# TU-3008G-20M vs SM-JDM1022V lathes HELP!!!!!



## Troy (Jan 15, 2019)

So i'm trying to decide between these two lathes. I really like the steelmaster from asset plant machinery but i'm worried it'll be a little too small- 550 centers and 250 swing and its only mt2 for example and some cutters i would like to buy start at mt3. so then I start looking at the bigger optimal lathe from hare and forbes, which i know not much about but it'll cost me more in the long run to get a dro put on it an the unit itself is more expensive. anyone out there have any experience with these models? that could help me out? and make a choice.


----------



## DJP (Jan 15, 2019)

I am not a fan of combination machines as you need to change the set up for each alternate usage. Do you not have space for a mill and a lathe?


----------



## Troy (Jan 15, 2019)

I have the space it’s more the bang for buck. I’m definitely still open to getting both but unsure of the hafco gear and worried the asset plant machine may be too small. I have my eyes on some steam engines to start with a small wobbler ect with which a lathe and mill would be beneficial and trying to save money thought I’d try a combo but I’m open to other suggestions.


----------



## goldstar31 (Jan 15, 2019)

DJP said:


> I am not a fan of combination machines as you need to change the set up for each alternate usage. Do you not have space for a mill and a lathe?



I have a separate lathe and mill in my little workshop which out side in a shed but I also have a SiegC4 plus a powered vertical attachment  I appreciate having a facility in the warmth of my large bungalow   being old and sort of disabled . So I can offer a validated judgement from practical experience.
For someone who is a 'newbie', I would settle for the considerably easier two separate machines as a first choice.
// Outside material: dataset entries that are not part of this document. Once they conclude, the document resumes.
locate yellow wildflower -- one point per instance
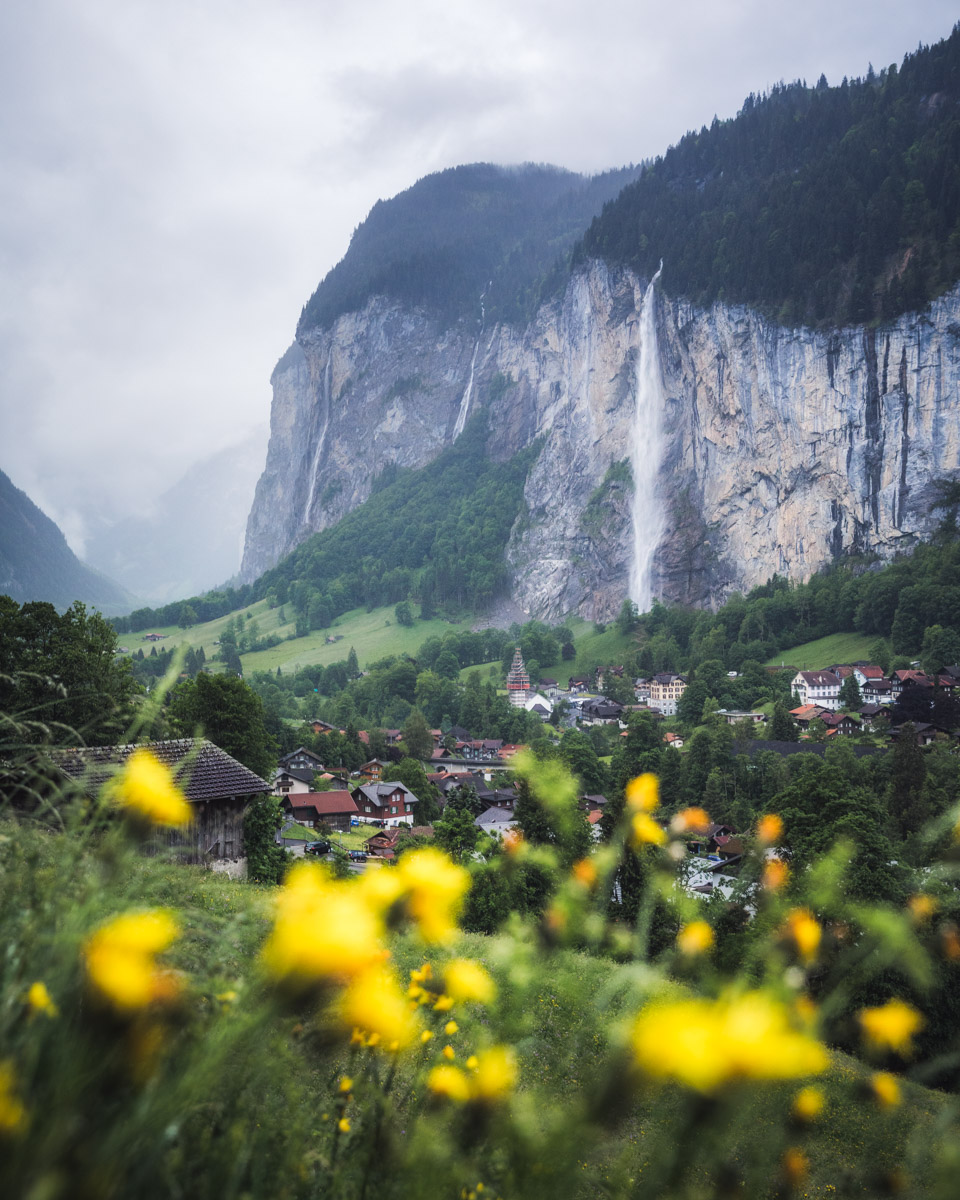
(435, 889)
(450, 1083)
(891, 1026)
(40, 1001)
(808, 1104)
(466, 981)
(645, 831)
(886, 1089)
(803, 930)
(690, 821)
(695, 939)
(643, 793)
(796, 1165)
(775, 874)
(585, 873)
(323, 930)
(147, 790)
(703, 1044)
(375, 1003)
(769, 829)
(495, 1075)
(12, 1111)
(120, 959)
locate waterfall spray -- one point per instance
(646, 453)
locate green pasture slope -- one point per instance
(826, 652)
(373, 635)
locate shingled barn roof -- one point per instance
(203, 771)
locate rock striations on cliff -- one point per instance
(781, 448)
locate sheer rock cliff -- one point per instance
(783, 448)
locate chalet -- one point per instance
(372, 771)
(217, 787)
(388, 802)
(331, 809)
(817, 688)
(287, 783)
(600, 712)
(301, 760)
(665, 690)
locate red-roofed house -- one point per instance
(333, 809)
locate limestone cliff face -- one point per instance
(780, 450)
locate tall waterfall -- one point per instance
(321, 441)
(465, 403)
(646, 453)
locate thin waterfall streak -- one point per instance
(647, 450)
(321, 443)
(465, 401)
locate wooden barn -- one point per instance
(217, 787)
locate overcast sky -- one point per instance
(177, 178)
The initial price starting up is minimal in comparison to what you will find useful and either you will have to make  or accept far larger secondary bills in further tooling.

I hope this is constructive

Norman


----------



## Troy (Jan 15, 2019)

Thanks Norman appreciate the reply can anyone out there suggest machines from hafco eg the tm 3008g optimum bench lathe as I don’t particularly want to spend 4K on a sub standard machine.


----------